富岡:群馬の産業を考える場合、やはり養蚕というものが大きいのですね。
鈴木:そうですね。それとともに群馬の産業を考えるうえで大切なことは、人づくりの問題ですね。群馬では戦前から中等教育における工業教育を特に力を入れているんです。まだ精査はしていないのですが、群馬では工業高校の生徒数は全体の8パーセントを超えていて、関東四県のうちで抜きんでているんですね。こうした工業教育が群馬の産業に対して大きな影響を与えているのだろうと思っています。
富岡:そうしたなかで、群馬の経済人の特徴はどのようなものとしてお考えですか?
鈴木:先ほど吉田会長からもありましたが、群馬ではベンチャー企業で成功された方が多いのです。それは工業だけではなく、流通の面でもありますね。こうした経済人の精神的な背景には、新しいものにチャレンジするという精神が大きくあるのだろうと思います。歴史を遡りますと、群馬には大藩がなかった。一番大きな藩が、前橋藩の17万石でしたが、1770年から藩主は川越におりまして、約100年間藩主がこちらにいなかったのです。その他、この地は幕府領や旗本領が多くあって分断されていたのですね。そうした状況が、逆に明治になって自由闊達にいろいろなものがスタートできた要因になっていると思います。群馬の経済人は自ら業を起こして成功された方が多い。そうした方々は、実は慎重で、普段からよく勉強し、先をしっかりと見つめている方々なんです。そうした意味でのチャレンジ精神は、やはり今申し上げた群馬の風土といったものが背景になっているように思います。
富岡:なるほど。よくわかりました。
3.群馬の精神風土
富岡:吉田会長からは「まあまあ」という気質のお話、鈴木社長からは「チャレンジ精神」のお話がありました。確かにあまり豊かではない状況だとチャレンジ精神も生まれませんね。
吉田:薩摩や長州だとかは、非常に反骨精神がありますね。そうしたところとは群馬は違うのですね。群馬にはやはりほどよい豊かさがあった。それが「まあまあ」ということなのです。先日、萩に行ってきましたが、吉田松蔭があそこで教えたのは一年ぐらいなのですね。そこに若者たちが押し寄せてくる。その激しさはすごいものだったのだろうと思います。
富岡賢治氏
富岡:群馬はちょうどほどよいからそうした気運が出てこないのかな(笑)。
鈴木:群馬にも人材はいたんでしょうが、その頃は、前橋藩の本拠は川越で、あとは小藩でしたから、面に出にくかったのではないでしょうか。
富岡:そうですね。ただ、群馬には、チャレンジ精神はあっても、長期的に反骨精神をもって猪突猛進するということがありませんね。
鈴木:群馬の場合も世直し一揆や、明治にも宮部襄などの自由民権運動があって反骨といったものがないというわけではないんでしょうね。

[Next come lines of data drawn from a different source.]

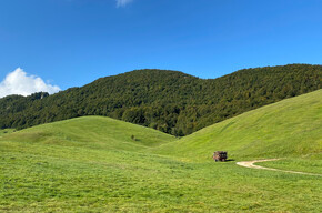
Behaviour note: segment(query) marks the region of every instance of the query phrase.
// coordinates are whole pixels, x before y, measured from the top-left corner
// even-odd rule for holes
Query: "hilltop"
[[[231,159],[321,158],[322,90],[285,99],[204,128],[158,153],[209,161],[212,151]]]
[[[3,212],[320,212],[322,90],[283,100],[180,140],[82,116],[0,135]],[[132,136],[134,135],[134,138]],[[214,163],[215,150],[234,161]]]
[[[23,129],[104,115],[173,135],[188,135],[243,112],[321,88],[322,67],[290,64],[240,70],[218,79],[137,70],[53,95],[0,99],[0,128]]]

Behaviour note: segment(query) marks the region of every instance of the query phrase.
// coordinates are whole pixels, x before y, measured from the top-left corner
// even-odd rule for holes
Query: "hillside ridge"
[[[218,79],[135,70],[53,95],[0,99],[0,128],[104,115],[182,136],[243,112],[322,88],[322,65],[244,69]]]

富岡:基本的なところにはあるんでしょうがね。ところで、先ほどお二人から少しありましたが、群馬は流通が得意だということはあるのでしょうか?
吉田:得意ということではないと思いますが、群馬の経済人は知恵を持っていると思うのです。ベンチャー企業もやっぱり知恵ですよね。ビールでも酒でも色々な種類を出さなきゃならない。結局は知恵なんですね。流通も、いかに仲介するかということで、先見性、つまり知恵だと思います。
富岡:なるほど。それから、群馬には北陸からやってきた方が多いと聞いていますが、他を受け入れる群馬の気質というものがあるのでしょうか?

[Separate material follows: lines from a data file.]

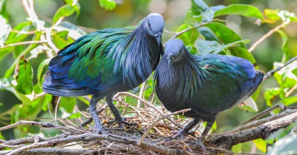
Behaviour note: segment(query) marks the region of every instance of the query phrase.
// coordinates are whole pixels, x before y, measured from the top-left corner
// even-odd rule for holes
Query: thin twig
[[[144,90],[144,88],[146,86],[146,83],[145,81],[141,85],[141,87],[140,87],[140,90],[139,91],[139,94],[138,95],[140,98],[142,98],[142,95],[143,94],[143,91]],[[141,104],[141,101],[140,100],[138,100],[137,101],[137,105],[136,107],[138,108],[140,107],[140,105]]]
[[[191,109],[186,109],[182,110],[181,110],[178,111],[176,111],[174,113],[170,113],[168,115],[166,115],[165,116],[161,117],[157,119],[157,120],[154,121],[154,122],[153,122],[153,123],[152,123],[152,124],[151,125],[151,126],[150,126],[148,128],[146,129],[146,131],[145,133],[144,133],[144,134],[142,136],[142,137],[141,137],[141,138],[140,139],[140,140],[138,142],[138,143],[137,143],[137,145],[138,146],[140,146],[140,145],[141,145],[141,143],[142,143],[142,142],[143,141],[143,140],[144,140],[144,138],[146,136],[146,135],[147,135],[148,134],[148,132],[149,132],[150,130],[151,130],[151,128],[153,127],[155,125],[155,124],[157,123],[159,121],[161,121],[162,119],[163,119],[167,117],[168,117],[173,115],[176,115],[177,114],[180,113],[182,113],[183,114],[185,112],[190,111],[190,110],[191,110]]]
[[[13,127],[15,127],[20,125],[37,125],[41,126],[46,128],[51,128],[56,126],[49,123],[43,123],[34,121],[20,121],[12,124],[0,128],[0,131],[7,130]]]
[[[58,122],[57,122],[57,113],[58,112],[58,108],[59,107],[59,104],[60,104],[60,101],[61,99],[61,97],[59,97],[59,98],[57,101],[57,105],[56,105],[56,108],[55,108],[55,122],[56,123],[56,125],[58,125]]]
[[[272,34],[276,32],[278,30],[282,28],[284,26],[287,25],[287,24],[286,22],[283,22],[280,25],[277,26],[276,27],[271,30],[267,33],[262,36],[259,40],[255,42],[252,46],[251,46],[251,47],[249,48],[249,49],[248,50],[249,52],[252,52],[252,51],[254,50],[255,49],[256,47],[259,45],[260,43],[264,41],[264,40],[269,36],[271,36]]]
[[[15,46],[19,45],[25,45],[31,44],[42,44],[42,43],[46,43],[46,42],[43,40],[33,41],[26,41],[25,42],[20,42],[16,43],[10,44],[7,45],[0,46],[0,49],[7,48],[12,46]]]
[[[276,69],[273,69],[269,71],[269,72],[267,72],[267,73],[265,74],[265,75],[264,75],[264,77],[263,78],[263,80],[269,78],[271,77],[276,72],[281,69],[282,68],[285,67],[289,64],[293,62],[293,61],[296,60],[297,60],[297,56],[296,56],[289,60],[288,61],[286,62],[286,63],[284,64],[284,65],[282,66],[280,66],[277,67],[277,68]]]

鈴木:私は、幕府による関東の統治政策が背景にあるのではないかと思います。群馬には大藩がなく、所換えも多かったようなんです。その当時から閉鎖的ではない気質があったのではないでしょうか。そして、江戸ともよく交流していたのですね。江戸まで3、4日で行ってしまう。そうした交流が開放的にしていたのだと思うのです。
富岡:『新人国記』でも「上州人は割拠分立の気風殊に盛ん也」とあり、更に「三百年来、挙国統一の気風を欠く」などといった記述が見られますが、そういう気風が地域の様々なサロンを形成していったんでしょうね。
鈴木:そうですね。とくに江戸との交流は盛んでしたから、江戸の情報や文化などはここに流れてきていたのだと思います。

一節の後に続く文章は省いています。